I have the following:

a = [i/100 for i in range(5,105,5)]
a.append(0)
b = [i/100 for i in range(5,105,5)]
b.append(0)
c = [i/100 for i in range(5,105,5)]
c.append(0)
d = [i/100 for i in range(5,105,5)]
d.append(0)
e = [i/100 for i in range(5,105,5)]
e.append(0)

combs =  itertools.product(a,b,c,d,e)

'combs' would give me all possible combinations of a,b,c,d and e. However, I was wondering if I could combine them so that they add up to 1.

Thank you.

Answer 1

As far as I know there is no builtin way in itertools to do this. You can evidently filter the result, but this would be rather inefficient : one expects only a small amount of combinations to add up to sum .

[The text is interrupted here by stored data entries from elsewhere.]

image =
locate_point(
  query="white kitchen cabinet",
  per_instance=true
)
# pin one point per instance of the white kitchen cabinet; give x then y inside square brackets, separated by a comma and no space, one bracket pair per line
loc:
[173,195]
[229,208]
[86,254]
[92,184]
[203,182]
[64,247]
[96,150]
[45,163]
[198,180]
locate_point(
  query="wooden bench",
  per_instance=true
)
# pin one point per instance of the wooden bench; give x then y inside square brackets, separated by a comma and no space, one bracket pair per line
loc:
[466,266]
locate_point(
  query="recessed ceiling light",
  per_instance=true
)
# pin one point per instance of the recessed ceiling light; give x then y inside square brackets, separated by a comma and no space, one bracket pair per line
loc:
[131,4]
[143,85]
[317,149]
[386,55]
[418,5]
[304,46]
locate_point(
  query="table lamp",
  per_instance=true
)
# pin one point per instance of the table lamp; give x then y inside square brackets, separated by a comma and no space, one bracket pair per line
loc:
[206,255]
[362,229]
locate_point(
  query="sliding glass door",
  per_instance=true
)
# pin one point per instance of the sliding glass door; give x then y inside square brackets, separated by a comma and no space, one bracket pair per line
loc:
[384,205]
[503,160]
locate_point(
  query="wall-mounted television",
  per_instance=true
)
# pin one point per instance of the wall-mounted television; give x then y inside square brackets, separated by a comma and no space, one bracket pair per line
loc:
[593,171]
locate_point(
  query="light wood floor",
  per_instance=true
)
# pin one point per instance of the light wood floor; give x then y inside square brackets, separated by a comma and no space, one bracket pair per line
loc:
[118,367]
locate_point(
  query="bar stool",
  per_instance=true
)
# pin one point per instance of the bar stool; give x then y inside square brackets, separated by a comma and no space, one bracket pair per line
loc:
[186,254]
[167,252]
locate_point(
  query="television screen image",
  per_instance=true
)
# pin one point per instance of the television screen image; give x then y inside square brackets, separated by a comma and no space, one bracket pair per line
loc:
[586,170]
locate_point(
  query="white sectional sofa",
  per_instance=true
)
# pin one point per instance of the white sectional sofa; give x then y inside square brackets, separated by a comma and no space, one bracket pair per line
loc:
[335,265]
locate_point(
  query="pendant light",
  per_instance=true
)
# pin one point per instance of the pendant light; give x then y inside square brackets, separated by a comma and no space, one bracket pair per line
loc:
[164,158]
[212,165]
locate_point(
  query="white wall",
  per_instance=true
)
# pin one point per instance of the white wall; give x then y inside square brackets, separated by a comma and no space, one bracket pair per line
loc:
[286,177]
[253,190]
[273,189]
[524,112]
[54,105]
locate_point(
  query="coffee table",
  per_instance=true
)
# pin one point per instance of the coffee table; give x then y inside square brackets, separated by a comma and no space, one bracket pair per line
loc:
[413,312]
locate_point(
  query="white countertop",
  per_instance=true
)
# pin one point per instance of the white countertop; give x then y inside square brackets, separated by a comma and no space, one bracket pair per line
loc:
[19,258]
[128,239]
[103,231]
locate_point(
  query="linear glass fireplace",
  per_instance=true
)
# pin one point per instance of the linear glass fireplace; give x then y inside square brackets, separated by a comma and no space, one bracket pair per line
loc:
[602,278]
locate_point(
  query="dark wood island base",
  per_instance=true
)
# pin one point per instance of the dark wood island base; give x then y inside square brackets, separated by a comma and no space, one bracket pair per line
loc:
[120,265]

Given all fed values are positive (zero is acceptable) however, you can use this lazy function:

def product_sum(sum,*args):
    return product_sum_intern(sum,0,0,[],*args)

def product_sum_intern(sum,cur_sum,idx,cur,*args):
    if idx >= len(args):
        if sum == cur_sum:
            yield tuple(cur)
    elif cur_sum <= sum:
        for x in args[idx]:
            cur.append(x)
            for e in product_sum_intern(sum,cur_sum+x,idx+1,cur,*args):
                yield e
            cur.pop()

For instance:

>>> list(product_sum(15,[1,12],[1,4,7],[0,3,6,7],[0,1]))
[(1, 7, 6, 1), (1, 7, 7, 0)]

this algorithm gives up on branches as soon as it finds out it is already overshooting the sum. A more advanced algorithm exists that also gives up branches if there is no way to get in reach of the sum.

Answer 2

To produce a list of all such results:

combs = [comb for comb in combs if sum(comb) ==1]

Or, if you can use a generator of that data:

combs = (comb for comb in combs if sum(comb) ==1)